With the addition of CB Jalen Ramsey back into the mix after returning from injury paired with Jevon Holland and Xavien Howard (and Bradley Chubb on the defensive line), this isn’t the week to count on a big Meyers outing.

Bust: Gabe Davis, WR, Buffalo Bills

The Gabe Davis roller coaster isn’t for the faint of heart, but the upside for this Buffalo Bills offense (when it’s working correctly) is enough to keep fantasy managers coming back for more. After the team announced the move to fire OC Ken Dorsey earlier this week, fantasy managers might have hopes that the team’s problems have been solved and the offense will be ready to roll (and turnover-free) moving forward. However, folks may want to temper those expectations — at least for another week. Davis is set to face the New York Jets in Week 11, the league’s most daunting matchup for opposing wide receivers with cornerbacks Sauce Gardner and D.J. Reed keeping the secondary under lock.
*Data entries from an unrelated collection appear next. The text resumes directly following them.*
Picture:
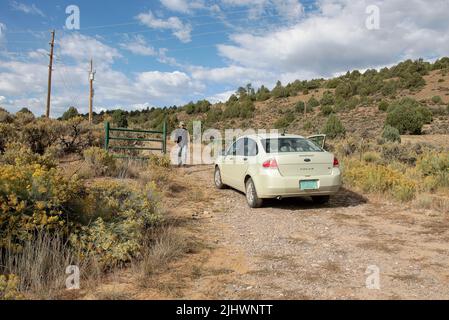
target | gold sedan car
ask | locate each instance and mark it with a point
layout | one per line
(279, 166)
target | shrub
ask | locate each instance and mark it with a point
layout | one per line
(285, 121)
(20, 155)
(117, 215)
(33, 197)
(433, 163)
(8, 287)
(344, 90)
(370, 156)
(381, 179)
(300, 106)
(437, 100)
(120, 119)
(333, 127)
(77, 135)
(100, 162)
(391, 134)
(408, 116)
(383, 105)
(397, 152)
(326, 110)
(279, 91)
(5, 116)
(313, 103)
(41, 134)
(263, 94)
(72, 112)
(7, 134)
(159, 161)
(239, 109)
(328, 99)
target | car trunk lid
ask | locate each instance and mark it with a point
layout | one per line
(305, 164)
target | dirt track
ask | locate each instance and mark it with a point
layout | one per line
(292, 249)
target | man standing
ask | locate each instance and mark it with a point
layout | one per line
(182, 141)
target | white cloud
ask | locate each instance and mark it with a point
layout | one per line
(28, 9)
(290, 9)
(179, 29)
(332, 41)
(232, 74)
(221, 97)
(82, 48)
(139, 46)
(24, 83)
(183, 6)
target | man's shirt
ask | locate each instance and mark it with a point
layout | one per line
(182, 135)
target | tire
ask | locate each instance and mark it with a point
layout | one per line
(217, 179)
(321, 199)
(251, 195)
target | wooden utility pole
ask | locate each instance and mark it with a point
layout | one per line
(91, 91)
(50, 70)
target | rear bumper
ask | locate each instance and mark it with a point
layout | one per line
(270, 184)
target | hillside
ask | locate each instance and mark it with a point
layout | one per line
(360, 100)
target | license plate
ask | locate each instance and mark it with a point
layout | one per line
(308, 185)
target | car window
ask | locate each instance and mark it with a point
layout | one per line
(286, 145)
(251, 148)
(240, 147)
(232, 150)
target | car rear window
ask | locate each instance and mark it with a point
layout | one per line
(288, 145)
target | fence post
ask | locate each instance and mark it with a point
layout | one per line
(106, 129)
(164, 138)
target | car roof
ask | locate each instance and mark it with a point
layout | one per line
(272, 136)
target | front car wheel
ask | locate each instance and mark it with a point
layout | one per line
(217, 179)
(321, 199)
(251, 195)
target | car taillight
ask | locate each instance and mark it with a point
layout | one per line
(336, 163)
(270, 164)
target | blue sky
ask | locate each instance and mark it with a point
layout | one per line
(169, 52)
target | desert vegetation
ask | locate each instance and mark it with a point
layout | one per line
(52, 217)
(65, 201)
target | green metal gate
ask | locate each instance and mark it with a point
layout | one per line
(108, 138)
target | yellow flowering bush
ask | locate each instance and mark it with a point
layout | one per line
(8, 287)
(100, 162)
(159, 161)
(379, 178)
(117, 215)
(34, 197)
(434, 169)
(19, 154)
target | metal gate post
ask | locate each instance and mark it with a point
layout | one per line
(106, 129)
(164, 138)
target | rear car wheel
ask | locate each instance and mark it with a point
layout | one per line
(217, 179)
(251, 195)
(321, 199)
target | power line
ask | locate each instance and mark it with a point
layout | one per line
(50, 70)
(121, 24)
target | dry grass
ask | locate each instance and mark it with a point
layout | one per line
(430, 202)
(41, 266)
(162, 247)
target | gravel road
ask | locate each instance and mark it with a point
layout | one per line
(293, 249)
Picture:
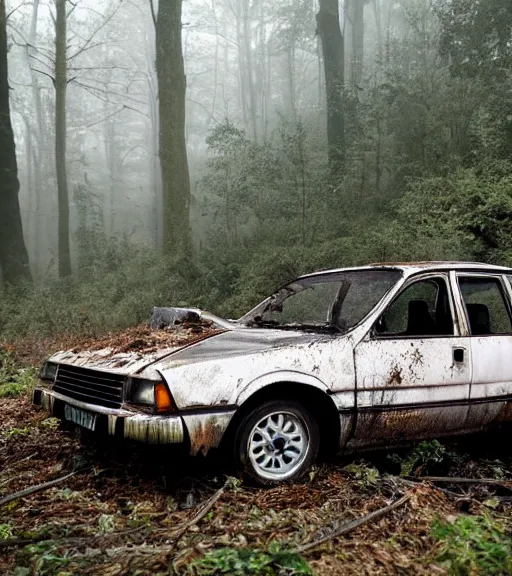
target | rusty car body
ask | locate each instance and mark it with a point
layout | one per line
(336, 360)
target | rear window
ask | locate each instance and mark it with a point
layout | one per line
(486, 307)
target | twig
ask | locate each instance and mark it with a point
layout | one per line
(448, 480)
(349, 526)
(33, 489)
(443, 490)
(202, 512)
(74, 540)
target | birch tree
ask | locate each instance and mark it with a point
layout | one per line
(13, 253)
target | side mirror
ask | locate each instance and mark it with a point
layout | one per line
(381, 326)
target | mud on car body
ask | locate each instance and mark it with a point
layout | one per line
(336, 360)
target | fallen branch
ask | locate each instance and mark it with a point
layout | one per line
(352, 525)
(73, 540)
(34, 489)
(448, 480)
(410, 483)
(79, 540)
(200, 514)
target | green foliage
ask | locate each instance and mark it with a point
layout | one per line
(45, 559)
(425, 454)
(14, 380)
(247, 561)
(16, 432)
(364, 476)
(6, 531)
(472, 545)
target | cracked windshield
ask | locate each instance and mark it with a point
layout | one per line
(255, 287)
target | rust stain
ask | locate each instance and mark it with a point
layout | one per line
(396, 376)
(205, 434)
(506, 413)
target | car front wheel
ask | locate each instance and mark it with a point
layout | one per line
(277, 442)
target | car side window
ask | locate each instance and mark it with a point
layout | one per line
(422, 309)
(486, 307)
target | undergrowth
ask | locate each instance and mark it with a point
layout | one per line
(250, 562)
(472, 545)
(14, 381)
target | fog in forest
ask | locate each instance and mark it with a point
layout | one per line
(204, 152)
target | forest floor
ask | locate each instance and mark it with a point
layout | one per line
(128, 509)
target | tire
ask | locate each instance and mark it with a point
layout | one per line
(276, 442)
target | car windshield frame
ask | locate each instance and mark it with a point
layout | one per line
(254, 318)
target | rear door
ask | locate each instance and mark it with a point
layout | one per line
(414, 367)
(486, 300)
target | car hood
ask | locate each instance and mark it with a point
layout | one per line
(208, 346)
(238, 342)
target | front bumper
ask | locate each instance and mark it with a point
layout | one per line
(148, 428)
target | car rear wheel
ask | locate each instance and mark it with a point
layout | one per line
(277, 442)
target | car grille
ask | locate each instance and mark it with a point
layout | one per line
(92, 386)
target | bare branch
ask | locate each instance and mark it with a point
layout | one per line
(91, 90)
(87, 45)
(352, 525)
(100, 68)
(45, 74)
(40, 61)
(34, 489)
(16, 9)
(85, 49)
(74, 5)
(109, 92)
(153, 15)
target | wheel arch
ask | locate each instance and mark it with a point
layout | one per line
(313, 397)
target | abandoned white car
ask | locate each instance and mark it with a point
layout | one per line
(336, 360)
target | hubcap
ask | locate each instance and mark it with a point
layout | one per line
(278, 445)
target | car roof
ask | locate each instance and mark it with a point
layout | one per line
(413, 267)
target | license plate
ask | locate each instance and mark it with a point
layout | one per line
(80, 417)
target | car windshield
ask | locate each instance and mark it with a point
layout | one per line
(330, 302)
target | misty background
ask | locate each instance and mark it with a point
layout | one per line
(318, 134)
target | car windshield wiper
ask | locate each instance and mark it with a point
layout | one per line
(258, 322)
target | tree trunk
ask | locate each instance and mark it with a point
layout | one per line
(60, 138)
(173, 152)
(250, 69)
(13, 253)
(334, 69)
(355, 15)
(39, 149)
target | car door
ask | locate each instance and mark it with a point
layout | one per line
(486, 300)
(413, 368)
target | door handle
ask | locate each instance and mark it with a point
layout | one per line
(458, 355)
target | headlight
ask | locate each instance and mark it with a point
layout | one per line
(150, 393)
(48, 371)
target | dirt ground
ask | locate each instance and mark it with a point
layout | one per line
(131, 510)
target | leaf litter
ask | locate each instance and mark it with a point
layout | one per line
(133, 509)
Through the first 10 weeks of the season, the Jets have allowed a league-low 102.7 receiving yards per game to opposing wide receivers, having allowed just a single touchdown to them this season — three fewer than any other defense has given up to the position. Davis is a familiar opponent for this defense, too, having played seven games against the Jets in his career and exceeding 5.5 fantasy points in just a single one of those outings; he's averaged 4.96 fantasy points per game against the Jets since being drafted in 2020.

Given that Davis is already prone to bust games, a matchup against New York isn’t going to provide fantasy managers the recipe for success in Week 11.

Fade: Jake Ferguson, TE, Dallas Cowboys

Second-year tight end Jake Ferguson has been one of the most delightful surprises of the season, carving out a secure role within the Dallas Cowboys offense. It seems he’s earned the trust of QB Dak Prescott in a big way, with 19 red zone targets through nine games — the second-most among tight ends — six of which came in the end zone (tied for third-most at the position). That kind of usage will make it difficult to sit Ferguson in most leagues unless he’s been playing backup to one of the elite options at the position like Travis Kelce or T.J. Hockenson, but fantasy managers should look to temper expectations up against the Carolina Panthers in Week 11.

The Panthers have allowed tight ends an average of just 35.4 receiving yards per game and have yet to allow a single tight end to exceed 50 receiving yards in a single game this season. They’ve allowed just two touchdowns to the position in all of 2023 — both came from rookie Sam LaPorta in Week 5. Potentially contributing to the lack of production against the pass is just how bad the Panthers' rushing defense has been, putting them in a position where they've faced the second-fewest pass attempts in the league this season.

This isn’t the ideal matchup to chase Ferguson’s upside, no matter how productive he’s been to date.